Bank holds interest rates at 0.25% - but inflation splits the decision
PUBLISHED: 12:36 16 March 2017
The Bank of England has kept interest rates on hold at 0.25%, but mounting concern over surging inflation saw one policymaker vote for a hike in the first split decision since last July.
Minutes of the Monetary Policy Committee (MPC) meeting showed that while eight members backed the no-change decision, outgoing rate-setter Kristin Forbes voted for a rise to 0.5%.
Ms Forbes, who leaves at the end of June, made the move amid fears that inflation is “rising quickly and was likely to remain above target for at least three years”, according to the report.
While it marks the first non-unanimous vote since last summer, it also comes as the first call for a rate increase since January 2016.

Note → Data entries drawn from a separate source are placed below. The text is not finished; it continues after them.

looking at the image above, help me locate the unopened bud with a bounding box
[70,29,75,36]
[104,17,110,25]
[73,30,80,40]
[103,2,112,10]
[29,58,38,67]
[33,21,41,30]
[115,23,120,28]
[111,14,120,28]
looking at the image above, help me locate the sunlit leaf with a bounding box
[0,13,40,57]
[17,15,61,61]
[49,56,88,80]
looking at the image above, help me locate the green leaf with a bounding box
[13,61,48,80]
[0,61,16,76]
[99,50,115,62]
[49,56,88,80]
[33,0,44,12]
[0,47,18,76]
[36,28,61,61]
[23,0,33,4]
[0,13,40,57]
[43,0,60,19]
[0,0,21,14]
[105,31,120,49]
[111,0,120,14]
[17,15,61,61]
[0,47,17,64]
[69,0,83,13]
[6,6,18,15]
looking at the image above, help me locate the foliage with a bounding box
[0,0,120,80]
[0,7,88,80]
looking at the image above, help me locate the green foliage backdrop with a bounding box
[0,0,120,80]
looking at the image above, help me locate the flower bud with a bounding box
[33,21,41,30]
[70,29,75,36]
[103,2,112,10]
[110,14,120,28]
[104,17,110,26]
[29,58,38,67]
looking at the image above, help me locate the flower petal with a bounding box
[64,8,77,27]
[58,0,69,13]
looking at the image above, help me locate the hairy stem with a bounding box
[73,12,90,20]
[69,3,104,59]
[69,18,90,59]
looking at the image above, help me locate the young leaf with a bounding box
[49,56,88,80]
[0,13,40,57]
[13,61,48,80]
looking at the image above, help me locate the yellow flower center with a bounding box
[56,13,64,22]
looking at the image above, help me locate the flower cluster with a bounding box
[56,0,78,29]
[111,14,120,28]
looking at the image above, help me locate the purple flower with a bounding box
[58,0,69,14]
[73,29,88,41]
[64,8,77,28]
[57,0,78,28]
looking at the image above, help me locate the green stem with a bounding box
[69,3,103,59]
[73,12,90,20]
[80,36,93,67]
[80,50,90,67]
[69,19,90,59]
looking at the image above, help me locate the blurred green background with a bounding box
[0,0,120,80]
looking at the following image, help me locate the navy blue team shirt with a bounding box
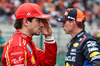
[65,29,100,66]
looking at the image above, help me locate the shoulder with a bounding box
[9,35,27,47]
[81,33,100,48]
[79,33,98,47]
[82,33,97,42]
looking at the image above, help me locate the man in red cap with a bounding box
[56,8,100,66]
[1,3,57,66]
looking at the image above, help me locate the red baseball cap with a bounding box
[15,3,51,19]
[56,8,85,23]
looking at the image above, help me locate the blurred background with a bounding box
[0,0,100,66]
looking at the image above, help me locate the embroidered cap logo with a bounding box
[64,8,73,18]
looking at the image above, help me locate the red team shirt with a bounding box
[1,30,57,66]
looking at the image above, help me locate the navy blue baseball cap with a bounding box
[56,8,85,23]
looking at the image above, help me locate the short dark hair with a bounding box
[14,18,34,29]
[14,19,23,29]
[76,22,85,29]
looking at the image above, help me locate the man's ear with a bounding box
[23,18,29,26]
[72,20,76,26]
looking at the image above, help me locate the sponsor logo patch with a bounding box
[71,49,76,52]
[88,47,99,53]
[87,41,97,47]
[11,52,23,55]
[65,56,76,62]
[73,43,79,47]
[27,12,31,16]
[90,51,100,57]
[11,56,24,64]
[77,18,82,21]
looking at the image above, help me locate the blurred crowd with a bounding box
[0,0,100,27]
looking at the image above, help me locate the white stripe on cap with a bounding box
[68,16,75,20]
[35,7,42,14]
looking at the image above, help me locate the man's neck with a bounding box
[71,29,83,38]
[18,29,32,37]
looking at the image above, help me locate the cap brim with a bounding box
[35,14,51,19]
[56,17,68,22]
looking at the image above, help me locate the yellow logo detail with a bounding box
[66,62,70,66]
[31,56,35,63]
[22,39,25,44]
[10,38,13,43]
[90,52,100,57]
[9,38,13,47]
[73,43,79,47]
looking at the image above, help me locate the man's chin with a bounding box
[65,31,69,34]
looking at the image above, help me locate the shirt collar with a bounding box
[15,29,32,42]
[71,29,86,41]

The MPC decision is the last before Article 50 is triggered later this month and policymakers were widely expected to leave rates at 0.25% in the face of potential economic upset from Brexit negotiations.
But the move by Ms Forbes suggests growing unease at keeping rates at rock bottom amid soaring inflation from the weak pound and surprisingly resilient growth.
Minutes of the meeting showed the Bank is pencilling in growth of around 0.6% in the first three months of the year, following 0.7% expansion in the previous quarter.
The report added: “Although it was too early to make a confident prediction of growth in the second quarter, there had been relatively little evidence so far from the output indicators of a slowdown.”
The pound spiked on news of the split vote, rising over half a cent against the dollar to $1.23.
It also rose sharply, by more than one cent, versus the euro to 1.15.
Inflation is predicted to rocket from 1.8% to “materially” above the Bank’s 2% over the summer, peaking at around 2.8%, according to the Bank’s forecasts.
The Bank said there had been some signs of a consumer spending slowdown, with retail sales having “weakened notably”, but other areas such as the housing market remain robust.
A trade boost from the pound should also help wider growth “hold up”, it said.
The Bank has said it is prepared to tolerate higher inflation as a “trade-off” to support growth and employment ahead of potential economic upset from Brexit negotiations.
But for Ms Forbes, the “monetary policy trade-off had evolved to justify an immediate increase in Bank Rate,” according to the minutes.
The report added: “The weakness in activity expected since the referendum had not materialised. Unemployment showed no signs of increasing.”
It suggested other MPC members were also becoming uncomfortable with the trade-off, with the minutes showing “it would take relatively little further upside news on the prospects for activity or inflation for them to consider that a more immediate reduction in policy support might be warranted”.
The decision follows a move by the Bank’s US counterpart, the Federal Reserve, to raise its benchmark rate for the third time in a decade on Wednesday by 0.25%, citing a strengthening jobs market.
Despite the dissent from Ms Forbes, the Bank is expected to hold a steady monetary path on this side of the Atlantic until the impact of Brexit becomes clearer.
This week’s meeting also saw outgoing deputy governor Charlotte Hogg vote on the MPC for the first and most likely the last time following her resignation after failing to declare that her brother worked for Barclays.
Her resignation was confirmed earlier this week - less than a fortnight into the role - after she came under heavy fire for breaking the Bank’s code of conduct by not declaring the conflict of interest.
She will remain at the Bank for up to three months for “transition purposes”, according to the Bank.